U.S. President Biden called Vladimir Putin a “crazy son SOB” at a fund raising event last week, but to put that label on the Russian leader is a strategic mistake.
Putin doesn’t care what we think of him, and the more unpredictable he appears, and maybe even a bit crazy, serves his purposes in Ukraine. But he threatens us with clear headed and not so crazy threats.
Putin fears western escalation of arms, and of course direct NATO involvement in Ukraine, so the only threat he has is a nuclear one to intimidate and cause worry.
Today he played the nuclear card once again, as he gears up for his election for President in March, a staged affair where Russians pretend they had a choice, and the Kremlin pretends it gave them one.
But we all know the Russian elections are staged managed, stale affairs, where Putin is vaunted as trustworthy leader in Kremlin controlled media, and then electronically will get 75 to 85% of the vote to keep driving his country in reverse. (The joke is Putin often gets 110% of votes in some regions where extra ballots are stuffed in boxes for insurance)
In his annual state-of-the-nation address today, Putin made an apparent reference to French President Macrons statement earlier this week that the future deployment of Western ground troops to Ukraine can’t be “ruled out”.

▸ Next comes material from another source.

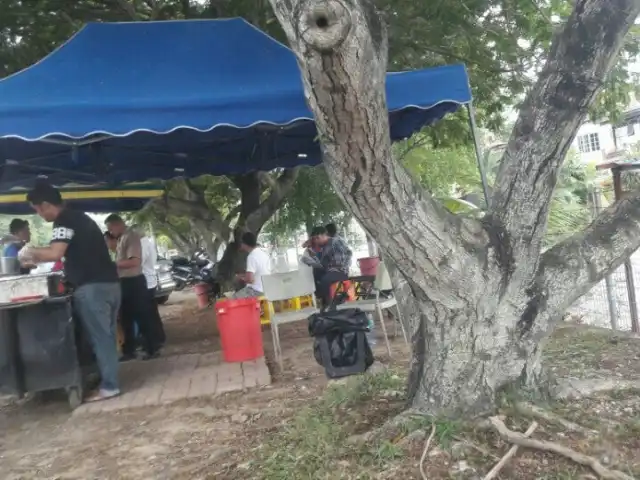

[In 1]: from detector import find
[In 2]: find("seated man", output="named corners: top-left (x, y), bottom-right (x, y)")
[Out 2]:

Putin warned that it would lead to “tragic” consequences for the countries who decide to do that.
And he then talked up his nuclear forces and warned NATO leaders what they might face if they waded into a ground war in Ukraine.
Putin emphasized that Russia’s nuclear forces are in “full readiness,” saying that the military has deployed potent new weapons including the new Sarmat heavy intercontinental ballistic missile that has entered service with Russian nuclear forces, along with the Burevestnik atomic-powered cruise missile and the Poseidon atomic-powered, nuclear-armed drone.
Are we heading for a nuclear showdown with Russia?
Not as far as anyone can see including Russian military leaders, who have nuclear doctrine calling for nukes only if Russia faced an existential threat.
The fact is, it is Ukraine that faces existential threats from invading Russian forces, and Putin’s aim to restore some kind of empire rooted in wobbly fictional accounts of history.
Putin’s nuclear threats are well thought out from a leader playing military chess with Europe and America, all designed to shake commitments for a free Ukraine.
Putin wants us all to ask “is supporting Ukraine” really worth the risk?
The West has only to ignore them, and get serious in providing arms to Ukraine to repel Russian invaders who have suffered horrible casualty numbers in 2 years of war, and proven the Russian army can’t fight well enough to hold more than 18% of eastern Ukraine.
The Russian army is a blunt floundering instrument of a Kremlin in dire need of a new leader, and a country thirsting for change that will take Russia back towards normalcy and bring peace to Europe, replacing Putin’s decades of pointless chaos.